L'Illustration, No. 1609, 27 décembre 1873
Part 2
--Des poupées à mes filles! Non, mon cher monsieur, non; je vous le défends positivement. Savez-vous l'enseignement qui résulterait de ce cadeau? L'amour de l'alanguissement, la coquetterie, la paresse, le goût du luxe, peut-être de la luxure. C'est bon pour les duchesses, c'est bon pour les bourgeoises. Tenez, si voulez faire un présent à ces enfants, apportez-leur quelque chose d'utile, un dé à coudre, des ciseaux, un paquet d'aiguilles. Qu'elles aient à la main un objet qui, de bonne heure, leur rappelle qu'elles sont filles de la misère et de la philosophie et qu'il faut qu'elles songent sans cesse à épouser le travail!

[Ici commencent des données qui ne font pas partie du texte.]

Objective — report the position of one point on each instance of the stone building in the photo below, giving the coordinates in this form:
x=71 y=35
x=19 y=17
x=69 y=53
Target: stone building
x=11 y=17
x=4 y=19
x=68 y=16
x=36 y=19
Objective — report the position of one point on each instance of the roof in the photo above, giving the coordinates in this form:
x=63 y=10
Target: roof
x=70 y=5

À certains égards cet esprit de prévoyance se retrouve en grand dans un mot de Mme Lætitia Bonaparte, la mère de Napoléon.--Longtemps éprouvée, n'ayant eu de 1790 à 1799 que 1,500 fr. pour soutenir sa modeste maison et nourrir ses trois filles, Caroline, Elisa et Pauline, la brave femme ne pouvait pas se résoudre à jeter l'argent par les fenêtres.
En 1809, le 2 janvier, la princesse Pauline vint la voir.

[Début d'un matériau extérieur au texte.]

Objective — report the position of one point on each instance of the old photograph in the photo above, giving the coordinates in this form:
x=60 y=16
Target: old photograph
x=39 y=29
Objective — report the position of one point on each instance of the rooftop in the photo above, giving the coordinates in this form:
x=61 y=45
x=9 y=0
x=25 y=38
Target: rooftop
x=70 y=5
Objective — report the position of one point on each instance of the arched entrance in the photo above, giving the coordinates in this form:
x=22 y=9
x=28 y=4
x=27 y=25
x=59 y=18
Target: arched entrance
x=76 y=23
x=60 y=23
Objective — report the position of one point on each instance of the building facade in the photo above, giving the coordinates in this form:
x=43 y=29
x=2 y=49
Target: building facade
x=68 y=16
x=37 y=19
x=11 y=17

--Madame, l'empereur m'envoie vous faire une question.
--Laquelle?
--Combien avez-vous dépensé, hier, en fait d'étrennes?
--Ma fille, 3,255 francs.
--3,255 francs! Mais je vous avais remis, de la part de mon frère, 30 000 francs pour faire des largesses! Est-ce que vous comptez placer cette somme?
--Mon Dieu, oui, Paulette.
--Mais pourquoi faire?
--Pourquoi faire? Pour donner, un jour, du pain à tous les rois et à toutes les reines qu'on a faits dans ma famille!
L'histoire a prouvé par trois fois que l'Agrippine d'Ajaccio n'avait pas si grand tort.
Philibert Audebrand.
NOS GRAVURES
L'ILE SAINTE-MARGUERITE
Le naturaliste Agassiz
Le 15 décembre, un télégramme fort laconique annonçait à l'Europe que «le professeur Agassiz venait de mourir à Boston».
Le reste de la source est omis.